South Korea’s Kospi index fell 0.1 percent after rising 0.3 percent earlier. The nation’s economy expanded at a faster pace than forecast, showing momentum that could boost inflation pressures and build a case for an interest-rate hike. Gross domestic product grew 0.9 percent from the previous quarter in the January-March period, the Bank of Korea said today in a statement in Seoul, above the median 0.8 percent estimate of 13 economists surveyed by Bloomberg News. From a year earlier, GDP increased 3.9 percent.
Japan’s Topix index lost 0.8 percent, retreating from a two-week high. Taiwan’s Taiex index slid 0.1 percent. Australia’s S&P/ASX 200 Index rose 0.2 percent after closing yesterday at its highest since June 2008. Singapore’s Straits Times Index increased 0.8 percent.
New Zealand’s NZX 50 Index gained 0.2 percent. The country’s central bank increased interest rates for the second time in two months as an economic recovery gathers pace, and said it will assess the extent to which currency gains curb inflation.
The MSCI Asia Pacific Index traded at 12.6 times estimated earnings compared with 16 for the Standard & Poor’s 500 Index, according to data compiled by Bloomberg.
The S&P 500 slipped 0.2 percent yesterday, snapping a six-day rally, after disappointing earnings from AT&T Inc. and Amgen Inc. and an unexpected drop in home sales.
Commerce Department data showed that sales of new homes unexpectedly plunged 14.5 percent in March to the lowest level in eight months, reflecting a broad-based retreat that signals the industry is facing bigger challenges than just bad weather.
Apple reported after the market closed that second-quarter revenue and profit exceeded analysts’ estimates amid a surge in iPhone sales. The world’s most valuable company is set to increase its shareholder payout plan by $30 billion.

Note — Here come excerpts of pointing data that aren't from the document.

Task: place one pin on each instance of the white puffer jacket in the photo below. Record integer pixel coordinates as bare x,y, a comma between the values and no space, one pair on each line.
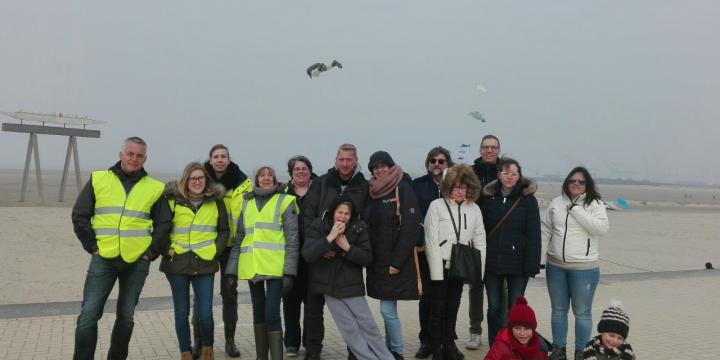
440,235
573,236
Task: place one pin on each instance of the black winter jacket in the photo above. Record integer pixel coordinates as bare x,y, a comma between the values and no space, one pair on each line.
329,189
342,275
189,263
393,244
84,210
514,248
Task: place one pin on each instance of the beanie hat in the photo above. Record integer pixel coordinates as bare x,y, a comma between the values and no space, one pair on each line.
522,314
615,320
380,157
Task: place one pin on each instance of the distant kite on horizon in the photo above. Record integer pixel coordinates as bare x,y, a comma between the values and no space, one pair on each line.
315,69
477,116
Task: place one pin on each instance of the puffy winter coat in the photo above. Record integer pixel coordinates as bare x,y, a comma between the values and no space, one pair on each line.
573,235
392,245
515,246
440,235
340,276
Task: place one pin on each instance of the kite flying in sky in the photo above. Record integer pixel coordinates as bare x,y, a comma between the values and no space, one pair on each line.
315,69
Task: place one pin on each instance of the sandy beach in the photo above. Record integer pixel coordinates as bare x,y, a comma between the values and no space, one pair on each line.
44,262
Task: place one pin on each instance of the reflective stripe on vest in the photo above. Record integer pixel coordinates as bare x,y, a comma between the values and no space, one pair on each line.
194,231
262,251
234,204
122,221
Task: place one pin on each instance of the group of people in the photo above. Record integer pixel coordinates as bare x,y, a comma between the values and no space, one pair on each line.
306,243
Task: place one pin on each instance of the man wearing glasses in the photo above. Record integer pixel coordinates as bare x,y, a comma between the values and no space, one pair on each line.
427,189
122,219
486,169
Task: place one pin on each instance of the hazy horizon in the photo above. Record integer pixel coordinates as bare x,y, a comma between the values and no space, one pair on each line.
630,90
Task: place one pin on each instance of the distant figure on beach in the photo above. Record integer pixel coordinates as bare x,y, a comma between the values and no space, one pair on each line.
452,219
512,223
572,226
486,169
427,189
265,253
122,219
223,170
611,343
197,239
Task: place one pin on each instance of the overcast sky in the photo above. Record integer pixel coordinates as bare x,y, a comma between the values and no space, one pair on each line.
627,88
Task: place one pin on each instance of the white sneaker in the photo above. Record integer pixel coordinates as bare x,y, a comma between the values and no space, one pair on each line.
474,343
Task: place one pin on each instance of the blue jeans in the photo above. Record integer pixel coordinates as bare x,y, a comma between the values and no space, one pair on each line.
266,296
576,287
494,287
203,289
99,282
393,329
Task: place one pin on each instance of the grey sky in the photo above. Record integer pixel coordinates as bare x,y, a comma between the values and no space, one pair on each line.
627,88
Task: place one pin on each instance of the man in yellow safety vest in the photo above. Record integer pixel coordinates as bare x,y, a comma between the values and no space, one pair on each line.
122,219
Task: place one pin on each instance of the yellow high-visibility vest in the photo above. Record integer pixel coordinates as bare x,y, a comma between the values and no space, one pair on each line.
233,204
122,222
194,231
262,251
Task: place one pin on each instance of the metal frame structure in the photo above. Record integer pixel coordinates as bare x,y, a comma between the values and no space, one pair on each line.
33,152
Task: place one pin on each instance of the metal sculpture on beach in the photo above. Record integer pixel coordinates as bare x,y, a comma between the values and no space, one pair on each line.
69,128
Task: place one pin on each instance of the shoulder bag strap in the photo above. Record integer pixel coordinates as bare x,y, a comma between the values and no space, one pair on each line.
502,220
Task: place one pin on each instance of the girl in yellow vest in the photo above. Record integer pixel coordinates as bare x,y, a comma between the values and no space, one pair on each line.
265,252
199,234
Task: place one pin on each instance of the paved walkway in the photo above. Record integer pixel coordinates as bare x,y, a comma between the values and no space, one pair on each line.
673,316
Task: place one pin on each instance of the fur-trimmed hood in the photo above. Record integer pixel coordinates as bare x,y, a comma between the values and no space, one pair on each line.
214,191
526,186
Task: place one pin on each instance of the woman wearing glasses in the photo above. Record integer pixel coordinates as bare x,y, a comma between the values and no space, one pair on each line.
572,225
512,223
198,237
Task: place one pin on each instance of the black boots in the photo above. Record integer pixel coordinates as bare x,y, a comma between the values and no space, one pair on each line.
230,347
276,345
261,342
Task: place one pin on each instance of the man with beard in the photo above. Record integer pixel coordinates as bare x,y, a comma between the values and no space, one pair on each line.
427,189
343,179
485,167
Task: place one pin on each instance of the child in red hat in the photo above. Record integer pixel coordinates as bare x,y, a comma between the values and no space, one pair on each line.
518,340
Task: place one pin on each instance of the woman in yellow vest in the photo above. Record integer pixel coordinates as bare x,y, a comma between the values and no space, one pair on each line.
265,252
199,234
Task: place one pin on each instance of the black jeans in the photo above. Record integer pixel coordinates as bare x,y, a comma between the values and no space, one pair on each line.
266,296
446,295
313,323
228,292
292,304
425,303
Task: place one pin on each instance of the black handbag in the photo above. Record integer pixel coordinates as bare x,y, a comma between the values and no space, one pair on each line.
465,260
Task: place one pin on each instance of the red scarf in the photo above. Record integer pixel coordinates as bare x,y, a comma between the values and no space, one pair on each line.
382,186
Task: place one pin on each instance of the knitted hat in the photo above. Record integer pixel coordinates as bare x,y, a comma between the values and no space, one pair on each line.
380,157
615,320
522,314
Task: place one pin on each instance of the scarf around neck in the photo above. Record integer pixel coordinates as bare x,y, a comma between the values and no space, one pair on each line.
382,186
595,347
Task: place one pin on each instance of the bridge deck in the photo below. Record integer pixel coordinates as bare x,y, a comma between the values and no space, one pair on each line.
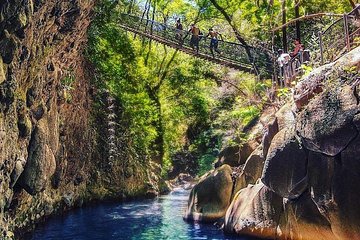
233,55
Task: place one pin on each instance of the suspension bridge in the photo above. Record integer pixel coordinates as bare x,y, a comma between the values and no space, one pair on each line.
334,41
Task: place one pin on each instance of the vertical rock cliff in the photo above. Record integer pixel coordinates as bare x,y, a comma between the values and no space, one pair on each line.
303,180
49,158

Shares of Facebook, the world’s biggest online social network, added 3.7 percent after hours, having fallen 2.7 percent during the trading day. The company reported better-than-estimated sales and profit for the first quarter and said Chief Financial Officer David Ebersman will leave.
“The markets are taking these earnings well if you look at after-hours trading for both Apple as well as Facebook. They’re higher than where they closed,” Erik Davidson, San Francisco-based deputy chief investment officer for Wells Fargo Private Bank, which oversees $170 billion, said by phone. “There have been questions with the economy stumbling along, but this could be a spark as we move further into earnings season.”

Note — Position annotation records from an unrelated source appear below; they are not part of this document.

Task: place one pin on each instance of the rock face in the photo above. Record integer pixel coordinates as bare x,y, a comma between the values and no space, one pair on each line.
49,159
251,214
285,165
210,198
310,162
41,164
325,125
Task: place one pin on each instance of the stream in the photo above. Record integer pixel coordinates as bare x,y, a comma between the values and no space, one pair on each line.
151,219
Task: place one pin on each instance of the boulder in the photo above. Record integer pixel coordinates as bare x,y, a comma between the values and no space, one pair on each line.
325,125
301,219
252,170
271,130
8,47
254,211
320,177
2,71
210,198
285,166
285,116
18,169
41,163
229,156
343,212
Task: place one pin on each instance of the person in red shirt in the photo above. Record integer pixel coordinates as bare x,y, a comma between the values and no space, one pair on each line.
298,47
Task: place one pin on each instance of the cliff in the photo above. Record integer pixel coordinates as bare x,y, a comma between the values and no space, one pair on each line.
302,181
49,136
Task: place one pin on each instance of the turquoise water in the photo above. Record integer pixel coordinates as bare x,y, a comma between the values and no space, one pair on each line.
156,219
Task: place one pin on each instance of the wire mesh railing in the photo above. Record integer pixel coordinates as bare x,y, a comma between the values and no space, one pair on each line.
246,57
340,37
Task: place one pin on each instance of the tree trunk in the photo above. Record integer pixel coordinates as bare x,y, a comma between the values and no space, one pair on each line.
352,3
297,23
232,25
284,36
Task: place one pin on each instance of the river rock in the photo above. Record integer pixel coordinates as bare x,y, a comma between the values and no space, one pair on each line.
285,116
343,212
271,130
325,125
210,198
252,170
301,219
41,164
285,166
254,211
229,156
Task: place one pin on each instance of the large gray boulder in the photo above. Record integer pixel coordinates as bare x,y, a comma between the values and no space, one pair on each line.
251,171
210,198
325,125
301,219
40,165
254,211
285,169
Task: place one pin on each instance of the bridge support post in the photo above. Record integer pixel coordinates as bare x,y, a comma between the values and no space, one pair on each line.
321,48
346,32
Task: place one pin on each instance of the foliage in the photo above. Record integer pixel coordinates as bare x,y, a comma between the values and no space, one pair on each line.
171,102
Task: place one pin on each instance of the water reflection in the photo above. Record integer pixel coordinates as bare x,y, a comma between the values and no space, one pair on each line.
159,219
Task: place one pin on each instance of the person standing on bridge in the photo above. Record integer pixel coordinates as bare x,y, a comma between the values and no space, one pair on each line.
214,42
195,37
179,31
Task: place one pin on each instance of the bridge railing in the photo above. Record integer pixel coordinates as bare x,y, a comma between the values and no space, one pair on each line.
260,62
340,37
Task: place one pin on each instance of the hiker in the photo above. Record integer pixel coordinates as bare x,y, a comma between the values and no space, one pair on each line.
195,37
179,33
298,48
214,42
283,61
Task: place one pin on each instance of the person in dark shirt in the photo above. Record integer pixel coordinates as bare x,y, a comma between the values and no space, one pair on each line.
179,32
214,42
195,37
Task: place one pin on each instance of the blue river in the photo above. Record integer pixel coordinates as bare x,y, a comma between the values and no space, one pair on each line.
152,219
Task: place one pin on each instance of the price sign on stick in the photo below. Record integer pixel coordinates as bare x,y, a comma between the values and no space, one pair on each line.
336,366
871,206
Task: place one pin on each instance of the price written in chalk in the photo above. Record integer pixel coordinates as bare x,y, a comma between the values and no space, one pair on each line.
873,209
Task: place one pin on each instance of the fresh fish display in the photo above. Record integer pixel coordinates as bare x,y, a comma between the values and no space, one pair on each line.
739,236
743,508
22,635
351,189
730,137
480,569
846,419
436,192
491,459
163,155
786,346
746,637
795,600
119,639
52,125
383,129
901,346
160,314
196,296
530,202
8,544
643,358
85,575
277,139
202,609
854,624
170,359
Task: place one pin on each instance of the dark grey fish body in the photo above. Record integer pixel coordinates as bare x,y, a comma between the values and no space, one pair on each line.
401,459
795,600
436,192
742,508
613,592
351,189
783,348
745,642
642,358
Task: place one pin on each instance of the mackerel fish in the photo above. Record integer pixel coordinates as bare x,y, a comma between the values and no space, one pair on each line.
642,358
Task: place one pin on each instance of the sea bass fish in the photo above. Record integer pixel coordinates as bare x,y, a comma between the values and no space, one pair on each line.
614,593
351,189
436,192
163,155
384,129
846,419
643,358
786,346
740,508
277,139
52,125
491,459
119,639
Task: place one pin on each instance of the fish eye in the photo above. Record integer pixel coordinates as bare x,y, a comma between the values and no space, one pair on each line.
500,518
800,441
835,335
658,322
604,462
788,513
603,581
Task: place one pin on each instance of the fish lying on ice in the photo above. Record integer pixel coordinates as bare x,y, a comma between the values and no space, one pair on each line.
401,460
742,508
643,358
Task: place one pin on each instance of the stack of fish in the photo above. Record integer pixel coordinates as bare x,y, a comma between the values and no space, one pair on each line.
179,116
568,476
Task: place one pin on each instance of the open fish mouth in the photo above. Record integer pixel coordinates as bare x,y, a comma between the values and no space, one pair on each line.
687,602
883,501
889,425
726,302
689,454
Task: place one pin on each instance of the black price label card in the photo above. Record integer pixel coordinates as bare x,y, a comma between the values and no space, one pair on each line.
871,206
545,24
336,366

Japanese exporters declined as the yen rose 0.1 percent against the dollar. Toyota dropped 1.4 percent to 5,469 yen. Sony Corp., the maker of Bravia televisions and PlayStation game consoles, sank 3.1 percent to 1,859 yen. Panasonic Corp., Japan’s biggest maker of consumer electronics, fell 1.8 percent to 1,111 yen.
Hyundai Motor Co. fell 1.2 percent to 242,000 won in Seoul. South Korea’s largest automaker reported first-quarter profit that missed analyst estimates as a stronger won eroded export earnings.

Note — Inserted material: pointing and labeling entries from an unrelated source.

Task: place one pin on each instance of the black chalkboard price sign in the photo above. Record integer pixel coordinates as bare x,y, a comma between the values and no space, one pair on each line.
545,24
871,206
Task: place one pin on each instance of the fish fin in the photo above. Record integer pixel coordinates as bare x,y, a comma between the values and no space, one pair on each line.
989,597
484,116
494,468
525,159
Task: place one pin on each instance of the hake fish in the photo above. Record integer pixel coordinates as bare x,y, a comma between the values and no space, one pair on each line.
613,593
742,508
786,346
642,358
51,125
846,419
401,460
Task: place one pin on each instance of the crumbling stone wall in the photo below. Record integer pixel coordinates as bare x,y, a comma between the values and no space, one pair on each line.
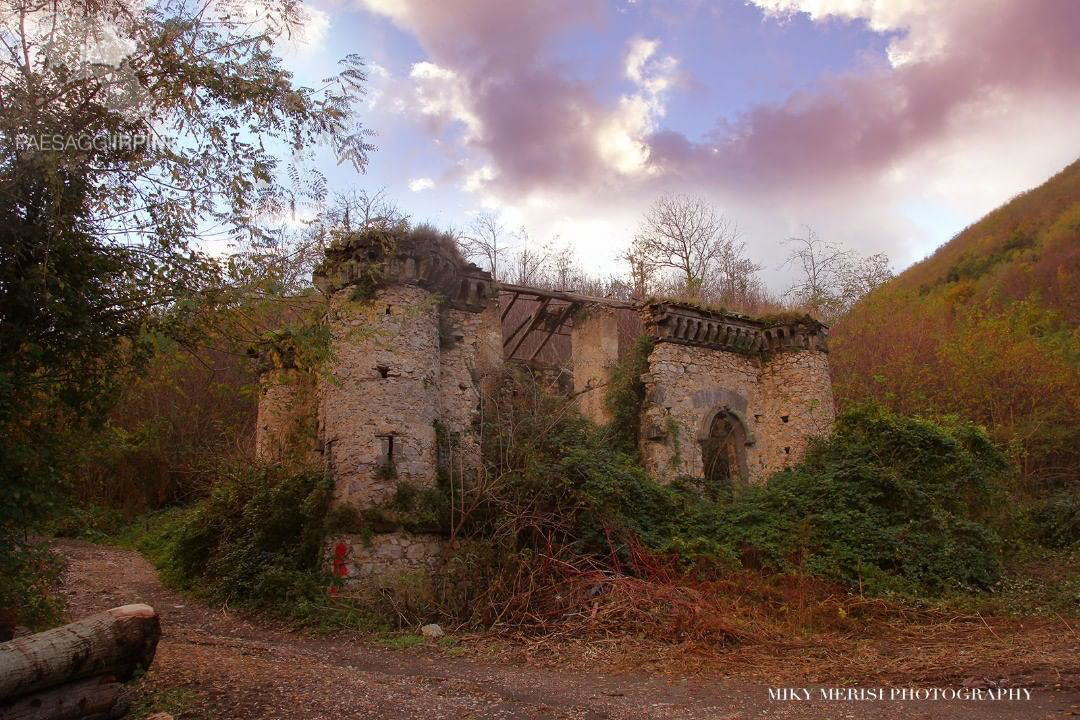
796,404
469,364
386,555
594,340
379,402
684,384
285,423
772,379
415,339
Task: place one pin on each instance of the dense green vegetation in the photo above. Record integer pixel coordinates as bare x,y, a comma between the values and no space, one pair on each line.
100,272
987,327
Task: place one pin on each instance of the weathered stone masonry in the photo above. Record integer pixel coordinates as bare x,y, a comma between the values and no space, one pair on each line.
414,336
416,341
766,383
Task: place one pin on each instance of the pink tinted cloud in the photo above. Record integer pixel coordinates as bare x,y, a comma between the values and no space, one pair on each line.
863,121
535,121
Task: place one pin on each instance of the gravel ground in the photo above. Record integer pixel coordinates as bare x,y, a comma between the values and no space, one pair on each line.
213,664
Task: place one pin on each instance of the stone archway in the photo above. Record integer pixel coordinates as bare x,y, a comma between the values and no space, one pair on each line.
724,438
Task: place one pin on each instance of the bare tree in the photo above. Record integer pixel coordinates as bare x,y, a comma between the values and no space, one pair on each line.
642,272
530,266
360,209
283,259
832,279
487,241
685,235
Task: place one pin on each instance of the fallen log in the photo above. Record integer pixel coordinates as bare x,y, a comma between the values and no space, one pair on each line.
116,642
96,698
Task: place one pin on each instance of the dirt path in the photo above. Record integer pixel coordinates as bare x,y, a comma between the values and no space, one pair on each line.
216,665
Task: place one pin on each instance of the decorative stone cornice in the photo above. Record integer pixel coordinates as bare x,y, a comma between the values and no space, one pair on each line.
422,258
692,325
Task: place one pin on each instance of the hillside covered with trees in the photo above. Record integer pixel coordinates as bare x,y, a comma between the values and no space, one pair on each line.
986,328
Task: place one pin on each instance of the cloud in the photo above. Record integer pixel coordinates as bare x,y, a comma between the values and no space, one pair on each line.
954,62
622,137
489,68
968,107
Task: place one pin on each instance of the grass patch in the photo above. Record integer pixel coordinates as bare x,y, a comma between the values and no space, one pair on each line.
176,702
402,641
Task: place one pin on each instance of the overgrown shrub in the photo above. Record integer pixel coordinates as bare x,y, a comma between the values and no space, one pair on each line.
625,393
1056,519
886,504
29,576
256,541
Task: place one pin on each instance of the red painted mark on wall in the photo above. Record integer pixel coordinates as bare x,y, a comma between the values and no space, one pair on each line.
340,569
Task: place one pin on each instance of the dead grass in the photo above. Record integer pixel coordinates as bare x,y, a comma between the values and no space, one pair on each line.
767,628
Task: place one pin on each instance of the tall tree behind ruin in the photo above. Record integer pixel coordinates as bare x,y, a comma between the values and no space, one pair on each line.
687,246
487,241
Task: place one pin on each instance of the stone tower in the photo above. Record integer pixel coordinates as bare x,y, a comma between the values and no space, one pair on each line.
414,336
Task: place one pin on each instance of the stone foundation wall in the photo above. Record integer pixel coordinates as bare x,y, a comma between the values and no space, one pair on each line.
469,363
379,401
285,423
386,555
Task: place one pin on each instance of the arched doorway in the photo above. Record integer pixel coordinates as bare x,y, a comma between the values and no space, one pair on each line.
724,450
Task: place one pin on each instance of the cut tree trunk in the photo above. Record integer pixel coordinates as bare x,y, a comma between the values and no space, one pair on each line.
115,642
96,698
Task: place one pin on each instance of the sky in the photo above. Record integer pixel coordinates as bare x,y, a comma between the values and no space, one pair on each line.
886,125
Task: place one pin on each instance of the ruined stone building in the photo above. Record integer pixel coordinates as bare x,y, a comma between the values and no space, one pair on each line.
417,336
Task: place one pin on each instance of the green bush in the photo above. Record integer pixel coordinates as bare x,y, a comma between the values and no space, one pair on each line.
887,504
1056,520
255,542
29,575
625,393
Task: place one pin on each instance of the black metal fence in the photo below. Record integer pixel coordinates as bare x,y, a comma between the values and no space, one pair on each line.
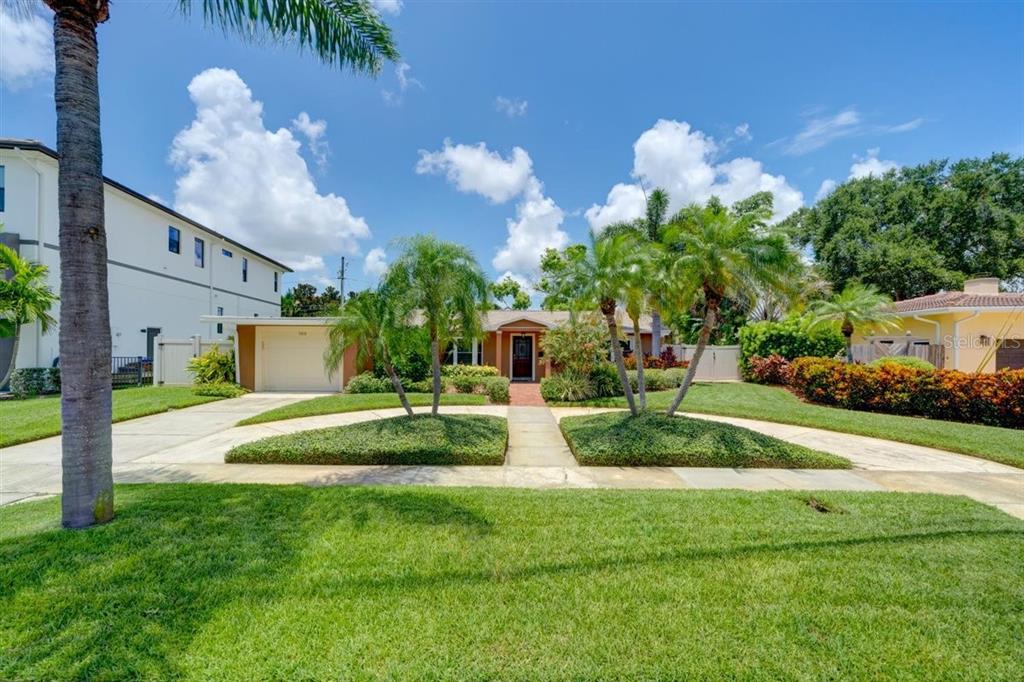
131,371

Kansai Electric slipped 4.2 percent to 884 yen. Restarting its nuclear plants will take a long time as the utility needs to review earthquake standards before it can reactivate the facilities, the utility said today.
Apple suppliers advanced. Catcher Technology jumped 6.5 percent to NT$263 in Taipei. Largan Precision rose 3.8 percent to NT$1,755. Samsung Electronics Co., both a competitor and a supplier to Apple, added 1.3 percent to 1.407 million won in Seoul.
Gome Electrical Appliances Holding Ltd. jumped 4.9 percent to HK$1.50 in Hong Kong, its highest close since April 2012, after saying it expects quarterly profit to more than triple.